Here are my notes, but if you want it straight from the source, Steve Rumsby also recorded Ally’s presentation using Qik – it runs to about 27 minutes.
- Deliberately called it Coventry – (“who would become a fan of Coventry City Council? About 5 people”)
- Also allows them to put out press releases from partner organisations (like the Herbert Art Gallery)
- Started November 2009 as a pilot experiment, let’s see what happens
- Started out putting out the same press releases as on the website
- Got 500 fans in 2 months
- Then came the snow, had a bit of a warning that it was coming
- Had this automated system for putting the information on the website for headteachers to log in and notify people, which was great until lots and lots of people tried to access it at the same time
- Went to manual system, because of the load, put the schools closures stuff in. Thought, let’s see what happens if we put it on Twitter and Facebook
- Ended up pushing people to Facebook, saving the server load on the main website
- People were commenting on the closures and helping each other too
- As well as getting official information from headteachers, also from parents
- Some kids persuaded the local media that their school was shut, Ally & team checked – it wasn’t, and put that message out through Twitter and Facebook
- Local media were watching Twitter and Facebook, and referencing it
- Went from 500 to 2000 users the day after the snow, and over 10,000 fans after the snow
- Ally would warn other councils; this was all done manually. If you do it, you’ve got to follow it through
- People did really appreciate it, lots of nice messages
Ally showed the Facebook statistics page, which gives a impressive breakdown of the sort of people that are following your page.
- 13-17 years = 23%
- 18-24 years = 29%
…so seen as being a good way to get to young people. Fans count currently goes up at about 40 a week. It’s mostly people from Coventry, then Birmingham second. Oddly, there are 52 fans in Slough, 400-ish fans in Maidenhead.

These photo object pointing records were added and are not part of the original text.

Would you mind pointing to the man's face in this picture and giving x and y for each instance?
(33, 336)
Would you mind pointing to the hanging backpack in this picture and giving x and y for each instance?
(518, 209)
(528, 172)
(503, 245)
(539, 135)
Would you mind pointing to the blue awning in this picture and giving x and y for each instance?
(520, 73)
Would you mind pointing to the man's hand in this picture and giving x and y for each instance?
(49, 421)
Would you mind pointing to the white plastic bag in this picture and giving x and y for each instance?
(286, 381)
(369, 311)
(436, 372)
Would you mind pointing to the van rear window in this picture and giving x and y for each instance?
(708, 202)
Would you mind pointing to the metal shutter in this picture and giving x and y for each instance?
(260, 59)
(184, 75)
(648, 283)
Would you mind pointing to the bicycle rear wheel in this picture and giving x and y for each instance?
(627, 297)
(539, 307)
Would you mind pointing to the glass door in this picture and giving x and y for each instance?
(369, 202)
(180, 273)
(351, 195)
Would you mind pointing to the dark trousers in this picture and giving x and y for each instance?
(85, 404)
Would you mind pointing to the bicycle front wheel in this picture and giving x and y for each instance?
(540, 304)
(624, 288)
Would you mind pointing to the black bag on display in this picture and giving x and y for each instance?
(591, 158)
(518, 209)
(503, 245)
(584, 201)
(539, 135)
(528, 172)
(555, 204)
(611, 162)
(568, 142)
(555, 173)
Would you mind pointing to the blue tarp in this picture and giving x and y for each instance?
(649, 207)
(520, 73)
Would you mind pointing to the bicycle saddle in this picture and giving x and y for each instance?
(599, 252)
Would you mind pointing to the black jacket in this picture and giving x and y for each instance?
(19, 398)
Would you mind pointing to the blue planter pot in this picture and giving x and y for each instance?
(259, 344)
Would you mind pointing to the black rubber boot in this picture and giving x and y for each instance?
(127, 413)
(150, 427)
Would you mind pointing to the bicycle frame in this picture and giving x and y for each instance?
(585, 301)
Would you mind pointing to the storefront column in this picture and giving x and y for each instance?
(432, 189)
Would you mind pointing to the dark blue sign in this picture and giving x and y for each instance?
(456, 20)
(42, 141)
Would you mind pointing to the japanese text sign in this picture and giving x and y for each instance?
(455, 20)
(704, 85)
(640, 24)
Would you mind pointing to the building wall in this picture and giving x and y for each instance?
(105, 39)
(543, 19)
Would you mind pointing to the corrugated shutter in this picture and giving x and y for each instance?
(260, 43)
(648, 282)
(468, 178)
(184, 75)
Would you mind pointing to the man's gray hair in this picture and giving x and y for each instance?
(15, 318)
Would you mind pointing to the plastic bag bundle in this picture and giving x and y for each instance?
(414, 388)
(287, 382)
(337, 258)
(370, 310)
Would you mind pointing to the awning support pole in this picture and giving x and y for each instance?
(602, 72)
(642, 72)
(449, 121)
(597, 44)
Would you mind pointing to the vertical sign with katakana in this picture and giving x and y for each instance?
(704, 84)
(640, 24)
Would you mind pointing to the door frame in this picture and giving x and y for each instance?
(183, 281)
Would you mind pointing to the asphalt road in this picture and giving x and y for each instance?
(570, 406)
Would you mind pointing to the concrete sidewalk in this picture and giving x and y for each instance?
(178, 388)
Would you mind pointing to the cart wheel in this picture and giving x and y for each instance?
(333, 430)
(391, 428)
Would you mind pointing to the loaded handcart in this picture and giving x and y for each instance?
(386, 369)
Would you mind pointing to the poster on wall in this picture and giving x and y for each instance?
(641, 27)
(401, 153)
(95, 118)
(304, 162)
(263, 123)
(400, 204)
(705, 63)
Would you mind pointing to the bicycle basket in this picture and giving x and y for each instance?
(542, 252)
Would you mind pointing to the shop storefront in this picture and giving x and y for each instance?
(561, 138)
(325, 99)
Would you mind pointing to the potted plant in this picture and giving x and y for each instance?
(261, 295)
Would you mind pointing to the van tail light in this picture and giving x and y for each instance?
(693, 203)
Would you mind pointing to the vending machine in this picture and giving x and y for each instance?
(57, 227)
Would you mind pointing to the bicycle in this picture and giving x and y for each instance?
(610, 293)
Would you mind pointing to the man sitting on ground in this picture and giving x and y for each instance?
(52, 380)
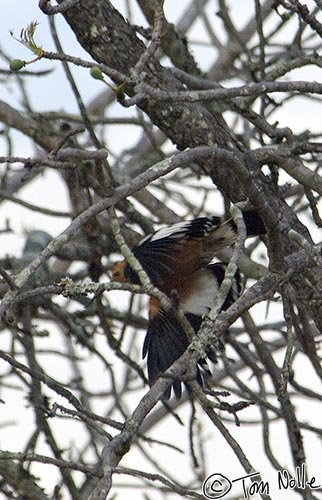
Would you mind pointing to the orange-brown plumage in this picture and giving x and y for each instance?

How are you handling bad news?
- Good example – the bins [there was much criticism of the City Council's rubbish collections during and directly after the snow]
- If there was swearing = deletion (people don’t seem to equate swearing with abusive language…)
- Only rebut if factually untrue
- Often the public will join in, and there’s an element of self-moderation
- Nice turning point when someone said “i’m fed up with all the negativity”, and it’s been a lot more positive since then
When was it set up?
- Set up November 2009. Went from zero to 500 fans without any publicity
How were you going to get fans if you didn’t get the snow?
- Word-of-mouth will get the message round
Where do you advertise that you’ve got a Facebook page?
- Facebook page is linked to from the council homepage
- Put it in the staff magazine
- Facebook itself helps (it’s designed to help spread groups around) – “so and so has become a fan of this”
- Facebook page is mentioned in email signatures
- No paid-for advertising
Have numbers increased steadily since then [the snow]?
- About 40-50 a week
- If you put too much stuff out in a week, people will unsubscribe
- Sometimes the team tweak the press releases for the Facebook feed
- Writing for the web – include lots of headings
- People won’t always read the whole piece before commenting
What guidelines do you have for posting?
- If people are spamming, the post will be deleted
- Blatent adverts are deleted
- They also have a standard disclaimer on the homepage (“We reserve the right to remove, without notice, any disruptive, offensive or abusive posts. This includes posts that contain swearing or libellous statements.”)
What are your internal social media rules?
I struggled to summarise this one, but essentially it’s all bound up with their usual ICT code of conduct stuff.
…oh and use pages rather than groups.